The Commission is consulting informally on principles for legal certainty on securities holding and dispositions. The main proposal is that EU law should regulate the legal framework that governs holding and disposition of securities held through securities accounts, and the processing of rights flowing from these securities. Because of varying national laws and rules on dematerialised securities holding, the Commission believes EU law should ensure that:
- all account providers are regulated at EU level (probably under MiFID);
- there should be clear conflicts of laws arrangements in line with measures such as the Settlement Finality and Financial Collateral Directives;
- there are compatible substantive law arrangements; and
- investors can fully exercise their rights.

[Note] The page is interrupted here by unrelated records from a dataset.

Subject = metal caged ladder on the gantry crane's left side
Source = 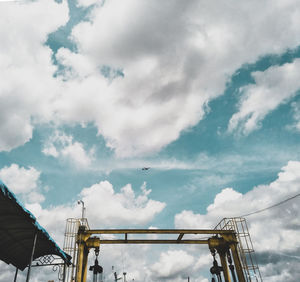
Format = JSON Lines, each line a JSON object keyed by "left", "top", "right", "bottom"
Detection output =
{"left": 63, "top": 218, "right": 90, "bottom": 282}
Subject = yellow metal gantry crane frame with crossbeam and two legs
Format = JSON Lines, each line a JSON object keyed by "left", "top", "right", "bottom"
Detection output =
{"left": 75, "top": 225, "right": 246, "bottom": 282}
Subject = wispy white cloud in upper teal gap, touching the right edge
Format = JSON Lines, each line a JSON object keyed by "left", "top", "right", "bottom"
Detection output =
{"left": 228, "top": 59, "right": 300, "bottom": 134}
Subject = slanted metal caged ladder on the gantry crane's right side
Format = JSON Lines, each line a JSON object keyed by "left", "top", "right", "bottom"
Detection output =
{"left": 215, "top": 217, "right": 263, "bottom": 282}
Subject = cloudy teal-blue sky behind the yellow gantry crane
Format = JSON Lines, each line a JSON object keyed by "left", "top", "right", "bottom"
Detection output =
{"left": 0, "top": 0, "right": 300, "bottom": 282}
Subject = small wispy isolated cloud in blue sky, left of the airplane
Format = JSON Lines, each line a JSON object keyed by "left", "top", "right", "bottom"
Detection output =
{"left": 42, "top": 130, "right": 94, "bottom": 168}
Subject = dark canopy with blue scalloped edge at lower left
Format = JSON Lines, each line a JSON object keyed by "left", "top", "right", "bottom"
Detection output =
{"left": 0, "top": 180, "right": 71, "bottom": 270}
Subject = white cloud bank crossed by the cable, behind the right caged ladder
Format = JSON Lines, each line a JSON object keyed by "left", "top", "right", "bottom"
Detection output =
{"left": 175, "top": 161, "right": 300, "bottom": 281}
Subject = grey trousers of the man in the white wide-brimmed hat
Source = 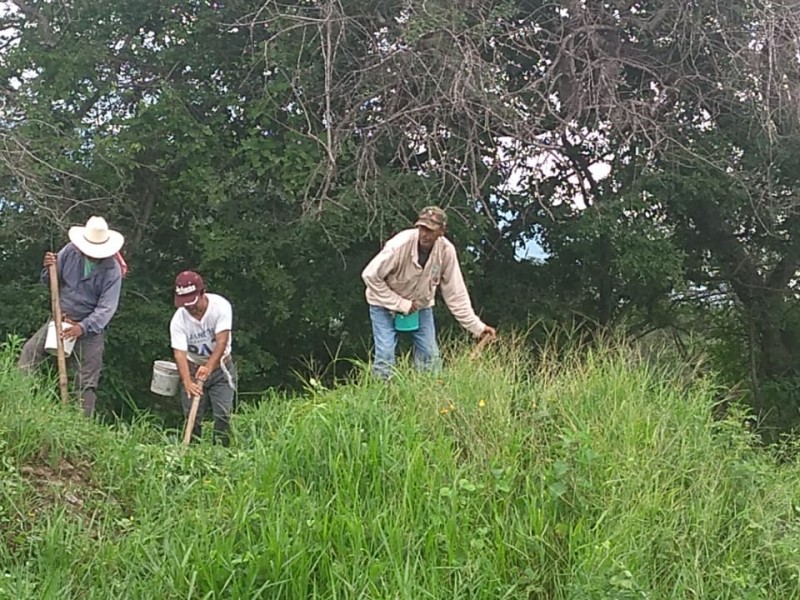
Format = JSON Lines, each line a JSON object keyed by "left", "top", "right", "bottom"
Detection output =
{"left": 17, "top": 324, "right": 105, "bottom": 417}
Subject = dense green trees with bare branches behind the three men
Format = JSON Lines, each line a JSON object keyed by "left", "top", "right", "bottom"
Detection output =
{"left": 0, "top": 0, "right": 800, "bottom": 438}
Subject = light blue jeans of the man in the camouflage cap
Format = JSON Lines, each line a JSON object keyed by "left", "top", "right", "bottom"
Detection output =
{"left": 369, "top": 305, "right": 439, "bottom": 379}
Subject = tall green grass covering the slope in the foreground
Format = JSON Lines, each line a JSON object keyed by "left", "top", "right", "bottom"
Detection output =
{"left": 0, "top": 340, "right": 800, "bottom": 600}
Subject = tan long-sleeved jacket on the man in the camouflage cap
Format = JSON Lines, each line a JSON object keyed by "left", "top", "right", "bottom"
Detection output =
{"left": 361, "top": 229, "right": 486, "bottom": 337}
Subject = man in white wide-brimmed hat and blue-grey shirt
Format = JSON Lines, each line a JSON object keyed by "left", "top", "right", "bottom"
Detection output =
{"left": 18, "top": 216, "right": 125, "bottom": 417}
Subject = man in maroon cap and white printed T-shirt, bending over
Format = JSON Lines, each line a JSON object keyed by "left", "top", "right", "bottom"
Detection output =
{"left": 169, "top": 271, "right": 236, "bottom": 446}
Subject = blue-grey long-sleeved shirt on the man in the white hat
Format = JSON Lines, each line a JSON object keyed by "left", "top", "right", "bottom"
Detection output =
{"left": 42, "top": 243, "right": 122, "bottom": 335}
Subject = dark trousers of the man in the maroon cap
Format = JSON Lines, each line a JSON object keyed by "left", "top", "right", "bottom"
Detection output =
{"left": 181, "top": 358, "right": 236, "bottom": 446}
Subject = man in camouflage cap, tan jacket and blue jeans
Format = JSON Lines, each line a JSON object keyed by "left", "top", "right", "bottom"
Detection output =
{"left": 361, "top": 206, "right": 497, "bottom": 379}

However, the Commission is adamant that EU laws should not cover the question of who individual jurisdictions regard as the legal holder of securities, nor should they address creation, recording or reconciliation of securities against their issuer by central securities depositories, central banks, transfer agents or registrars. The proposal also covers:
- sharing functions carried out by account providers;
- clarifying the minimum rights that securities on the credit of a securities account should confer;
- that national laws should provide for acquisitions and disposals of account-held securities to happen by credit or debit to the account (but national law should not contravene EU-level principles in this regard);
- effectiveness in insolvency;
- circumstances in which reversal is possible and protection of acquirers against reversal;
- consistent priority rules;
- protection of account holders in the case of account provider insolvency;
- instructions (which should in principle come only from the account holder);
- how creditors of account holders can "attach" account-held securities, and attachment by creditors of the account provider;
- how to determine applicable law (which should be the law of the country where the account holder maintains the securities account – where applicable the law of the branch that handles the relationship with the account holder will be relevant);
- cross-border recognition of rights attached to securities;
- passing on information;
- requiring the account provider to help determination of an exercise of rights attached to securities at the request of the ultimate account holder;
- ensuring charges do not discriminate between domestic and cross-border holdings;
- exercise of rights flowing from securities by the account provider on the basis of contract; and
- regulating the status of the account provider (so the MiFID ancillary service of "safekeeping of securities etc" will become an investment service).
The Commission wants comments by 1 January 2011.